Two thoughts that I heard others express have been rolling around in my head and heart over the last couple of days.  The first was something I heard Adam Carolla say.  He was talking about The Two Coreys, a reality show about a couple of child stars from the 80’s who are struggling to recapture the work they had when they were young, sometimes turning to drugs to overcome the despair of lost opportunities.

I’ll try to express Carolla’s thoughts as best as I can remember.  The appearance of the clips he played was that the drugs had ended the careers of one or both of these men and that if they could get off drugs they’d have a shot at returning to their earlier success.  Carolla didn’t think that was it.  He talked about the often expressed view of former child stars that they have been type cast based on past performances.  He didn’t think that was it.  Instead, it was a lack of talent that kept them from succeeding.

A child star often wins “the cosmic lottery” and is the right person for the time and place of their success.  But when that time and place is over it’s up to them whether they can maintain it.  Carolla talked about Johnny Depp and George Clooney, both successes early in life but neither stuck in a typecast because they both had great talent.

And, if you have great talent the other key is hard work.  He pointed to Jay Leno and Jimmy Kimmel who both created something that was uniquely theirs and worked really hard to get it.

But, if you don’t have great talent and you don’t work really hard at it, you may have one time success but it isn’t going to last and you shouldn’t expect it to.

My thought was what about the average guy who doesn’t win the cosmic lottery?  Does that mean he’ll never have success?  Does everyone have great talent at something?

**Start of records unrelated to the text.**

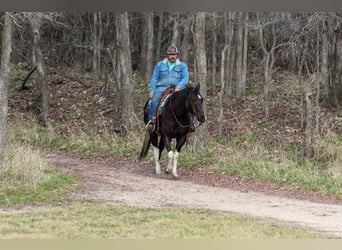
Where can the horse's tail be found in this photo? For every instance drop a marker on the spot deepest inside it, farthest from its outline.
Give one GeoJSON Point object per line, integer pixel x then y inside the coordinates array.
{"type": "Point", "coordinates": [146, 146]}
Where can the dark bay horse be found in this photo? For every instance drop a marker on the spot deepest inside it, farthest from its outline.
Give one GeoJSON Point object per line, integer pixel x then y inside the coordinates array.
{"type": "Point", "coordinates": [174, 122]}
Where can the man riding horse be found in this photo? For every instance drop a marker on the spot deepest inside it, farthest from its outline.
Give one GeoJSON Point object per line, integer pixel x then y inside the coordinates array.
{"type": "Point", "coordinates": [167, 73]}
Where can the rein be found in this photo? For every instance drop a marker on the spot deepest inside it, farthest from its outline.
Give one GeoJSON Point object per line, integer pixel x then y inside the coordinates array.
{"type": "Point", "coordinates": [178, 122]}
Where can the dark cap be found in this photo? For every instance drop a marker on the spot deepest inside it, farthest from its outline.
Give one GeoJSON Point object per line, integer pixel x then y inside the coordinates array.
{"type": "Point", "coordinates": [172, 50]}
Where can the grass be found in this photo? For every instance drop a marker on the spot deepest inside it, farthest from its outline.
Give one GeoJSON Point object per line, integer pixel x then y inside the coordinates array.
{"type": "Point", "coordinates": [104, 221]}
{"type": "Point", "coordinates": [26, 178]}
{"type": "Point", "coordinates": [244, 156]}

The other comment that I heard was from Erwin MacManus at Mosaic.  He was doing a Q & A with people at the gathering as part of a series on wisdom.  One young lady asked about finding your passion, living a fully engaged life and success.  She asked, “What if you’re working really hard, for years, at what you love but things never go the way you thought they would?  Do you just keep going?”

Erwin explored the difference between passion and an end result we want.  He gave the example of a world class violinist.  Someone may have a passion to be a world class violinist but hates to practice.  They’re never going to reach their goal.  “The way you know you’re living out the right passion is that you love the discipline that brings greatness.  If you don’t love the discipline that brings greatness in that field you are pursuing the wrong passion.”

“What if you love the discipline?” the girl asked.

“If you love the discipline then even if you don’t get the ultimate end you will not have wasted your life because you will have fulfilled your passions.”

And I think that’s the answer for the average guy.  If you are an average guy who has a passion for acting then you will find opportunities to act whether or not you achieve fame, fortune or recognition.  Carolla is right.  It is talent and hard work that bring success (in a place where there is real opportunity anyway).  But MacManus is also right.  If you define success as external, the end dream, then it may be unrealistic and pursuit will bring despair.  But, if success to you means the act of pursuing your dream then trying is succeeding even if you are only average.